Continuing on omissions, you won’t find Active Noise Cancellation or ANC on the LinkBuds. Obviously, that glaring hole in the earbuds has everything to do with it but for a $300 set of earbuds, it’s a pretty tough pill to swallow. ANC is practically a basic feature at this price point.
Performance & Battery
The Sony LinkBuds are, as I said earlier, sound far better than I expected them to. Open back headphones are designed for better movement of sound from the drivers to give you a more open, spacious and natural sound. And despite their tiny size, the LinkBuds are capable of doing the same audio magic.
The sound signature is very open, clean and rich in detail. It sounds almost like you are listening to speakers near you rather than buds in your ears. The spaciousness of the sound is very impressive and pleasing. Now, being open-back earbuds, don’t expect the greatest bass in the world but I was more than pleased with what’s there.

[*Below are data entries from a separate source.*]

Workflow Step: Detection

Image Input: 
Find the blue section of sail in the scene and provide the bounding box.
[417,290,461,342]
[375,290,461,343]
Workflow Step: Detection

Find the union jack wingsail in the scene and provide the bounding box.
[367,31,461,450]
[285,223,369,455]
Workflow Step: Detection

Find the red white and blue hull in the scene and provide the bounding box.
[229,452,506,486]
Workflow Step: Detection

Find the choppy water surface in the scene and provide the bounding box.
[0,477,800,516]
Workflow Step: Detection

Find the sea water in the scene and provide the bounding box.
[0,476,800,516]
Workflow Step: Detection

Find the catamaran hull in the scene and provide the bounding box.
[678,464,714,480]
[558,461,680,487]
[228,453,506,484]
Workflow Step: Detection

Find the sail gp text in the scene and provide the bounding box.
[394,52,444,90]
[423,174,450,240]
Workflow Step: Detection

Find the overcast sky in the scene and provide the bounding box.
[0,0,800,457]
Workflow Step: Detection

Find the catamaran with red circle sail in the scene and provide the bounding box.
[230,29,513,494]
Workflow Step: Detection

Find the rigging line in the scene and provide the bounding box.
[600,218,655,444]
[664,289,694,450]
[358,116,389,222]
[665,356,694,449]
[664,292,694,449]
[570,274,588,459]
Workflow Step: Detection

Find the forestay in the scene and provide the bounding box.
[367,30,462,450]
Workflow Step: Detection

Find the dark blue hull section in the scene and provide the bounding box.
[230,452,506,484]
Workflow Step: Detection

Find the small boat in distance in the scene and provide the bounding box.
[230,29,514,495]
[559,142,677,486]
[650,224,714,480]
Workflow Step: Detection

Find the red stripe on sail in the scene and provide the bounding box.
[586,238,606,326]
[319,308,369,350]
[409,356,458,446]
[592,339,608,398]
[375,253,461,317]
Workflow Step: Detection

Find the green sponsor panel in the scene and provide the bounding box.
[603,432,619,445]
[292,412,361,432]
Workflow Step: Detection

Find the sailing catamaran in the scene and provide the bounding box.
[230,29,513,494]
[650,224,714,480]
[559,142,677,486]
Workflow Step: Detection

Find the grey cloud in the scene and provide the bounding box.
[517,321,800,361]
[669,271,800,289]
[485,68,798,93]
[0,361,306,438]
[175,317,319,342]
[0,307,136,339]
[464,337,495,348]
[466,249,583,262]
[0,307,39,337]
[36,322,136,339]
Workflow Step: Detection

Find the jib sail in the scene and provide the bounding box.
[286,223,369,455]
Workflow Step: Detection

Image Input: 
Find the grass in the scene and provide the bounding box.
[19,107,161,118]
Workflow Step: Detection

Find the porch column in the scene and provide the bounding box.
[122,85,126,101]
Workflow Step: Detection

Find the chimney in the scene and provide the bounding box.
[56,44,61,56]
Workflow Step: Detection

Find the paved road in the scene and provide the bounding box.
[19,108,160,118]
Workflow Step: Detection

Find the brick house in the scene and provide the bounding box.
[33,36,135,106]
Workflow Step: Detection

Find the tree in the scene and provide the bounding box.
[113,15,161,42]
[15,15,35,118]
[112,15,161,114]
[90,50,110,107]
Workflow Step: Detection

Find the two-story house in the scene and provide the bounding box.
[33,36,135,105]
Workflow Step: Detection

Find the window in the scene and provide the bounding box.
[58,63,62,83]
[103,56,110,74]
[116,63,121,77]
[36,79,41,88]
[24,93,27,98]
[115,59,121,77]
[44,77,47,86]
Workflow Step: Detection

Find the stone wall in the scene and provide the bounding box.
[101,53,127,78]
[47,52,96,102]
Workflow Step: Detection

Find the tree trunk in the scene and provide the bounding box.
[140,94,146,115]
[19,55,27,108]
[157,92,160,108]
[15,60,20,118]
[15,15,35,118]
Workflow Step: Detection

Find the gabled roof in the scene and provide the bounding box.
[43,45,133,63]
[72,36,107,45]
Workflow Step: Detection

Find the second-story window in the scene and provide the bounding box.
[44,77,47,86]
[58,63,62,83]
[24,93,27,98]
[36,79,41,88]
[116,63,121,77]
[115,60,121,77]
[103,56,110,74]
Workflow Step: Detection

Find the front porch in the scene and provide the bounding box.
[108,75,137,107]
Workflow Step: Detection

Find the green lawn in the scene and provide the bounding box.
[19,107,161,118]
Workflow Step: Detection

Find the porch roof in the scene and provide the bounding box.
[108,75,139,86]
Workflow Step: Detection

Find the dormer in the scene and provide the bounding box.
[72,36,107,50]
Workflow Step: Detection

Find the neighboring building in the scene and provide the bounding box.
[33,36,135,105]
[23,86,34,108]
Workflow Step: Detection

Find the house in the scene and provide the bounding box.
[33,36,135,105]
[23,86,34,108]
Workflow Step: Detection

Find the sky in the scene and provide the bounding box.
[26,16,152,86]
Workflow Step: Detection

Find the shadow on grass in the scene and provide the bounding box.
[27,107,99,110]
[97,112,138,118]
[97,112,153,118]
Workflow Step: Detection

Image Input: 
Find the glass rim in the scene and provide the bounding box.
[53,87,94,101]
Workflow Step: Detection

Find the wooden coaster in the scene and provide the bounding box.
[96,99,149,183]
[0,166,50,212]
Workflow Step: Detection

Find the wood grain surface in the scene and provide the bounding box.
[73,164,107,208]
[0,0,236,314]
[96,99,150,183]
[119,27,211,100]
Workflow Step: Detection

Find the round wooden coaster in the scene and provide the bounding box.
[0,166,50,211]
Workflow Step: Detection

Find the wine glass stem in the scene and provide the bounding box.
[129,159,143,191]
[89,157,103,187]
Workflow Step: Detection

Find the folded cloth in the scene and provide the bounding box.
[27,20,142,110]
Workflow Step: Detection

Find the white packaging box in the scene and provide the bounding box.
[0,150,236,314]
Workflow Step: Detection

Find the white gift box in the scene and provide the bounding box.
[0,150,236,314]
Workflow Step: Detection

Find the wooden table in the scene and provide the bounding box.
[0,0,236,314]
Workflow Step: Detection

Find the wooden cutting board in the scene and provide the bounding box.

The open back design can struggle to compete with environmental noise so you’ll often have to raise the volume when you are out and about. Conversely, raise the volume too much and you won’t be able to properly hear people talking to you. I’ve enjoyed listening to my assortment of film and game scores and was pleasantly surprised at the LinkBuds ability to render both instruments and vocals. Although the bass might be lacking, these buds are still enjoyable to listen to for the most part.
Even more impressive than the audio playback are the built-in microphones on the LinkBuds. These are the best microphones I’ve tested on any earbuds period. I’m not sure what witchcraft Sony has employed here but take a listen to this sample recording. My voice is very loud, clear and free of background noise. You can safely use the LinkBuds for Zoom calls, phone calls and even Discord chat with no problem. I was rather impressed how clearly it picks up my voice without me having to raise my voice as is often the case with other earbuds. So if you are the chatty type, these buds are great.
Of course, if you’re going to be on calls all day, then you need to know about battery life. The LinkBuds are rated for 5.5 hrs in each earbud which is what my experience was. It’s not the greatest I’ve ever seen where cheaper buds like the Jabees Firefly Vintage easily get 8 hours on a charge. However, there’s another 12 hours in the case making a total of 17.5 hrs which again, comes short of several other buds that offer up to 30 hours.
That said, the LinkBuds do support fast charging with 10 min in the case giving you 90 minutes of playback. The buds built-in assistant will warn you when your charge is low and the Headphone app will send you a handy notification to let you know when the case has less than 30% charge. I found that really useful as the case doesn’t really have a way of letting you know how much charge is left. I was also bummed that the case doesn’t support Qi wireless charging — yet again, something cheaper buds offer.
I like the Sony LinkBuds. Not only are they a refreshing change in the earbud space but they are also expertly executed. They are well built, sound fabulous and have the best sounding microphone that I’ve ever had in an earbud. But as wonderful as they sound, it’s all mute if they don’t sit in your ears comfortably and that will be hit or miss for most people. Then there’s the matter of price. $320 MSRP is way too much money for a pair of earbuds that don’t even have Active noise cancellation.
What makes this even harder is that at the time of writing this review, Sony has just released the new LinkBuds S. The newer buds drop the open-back design in favor of a traditional silicon tip design that will fit more people better. More importantly, they gain ANC and improved battery life — all for $50 less than the LinkBuds. I am yet to get my hands on those but it’s hard to imagine why anyone would pick these LinkBuds over the LinkBuds S. It’s a strange thing but it looks like Sony just made the LinkBuds obsolete already.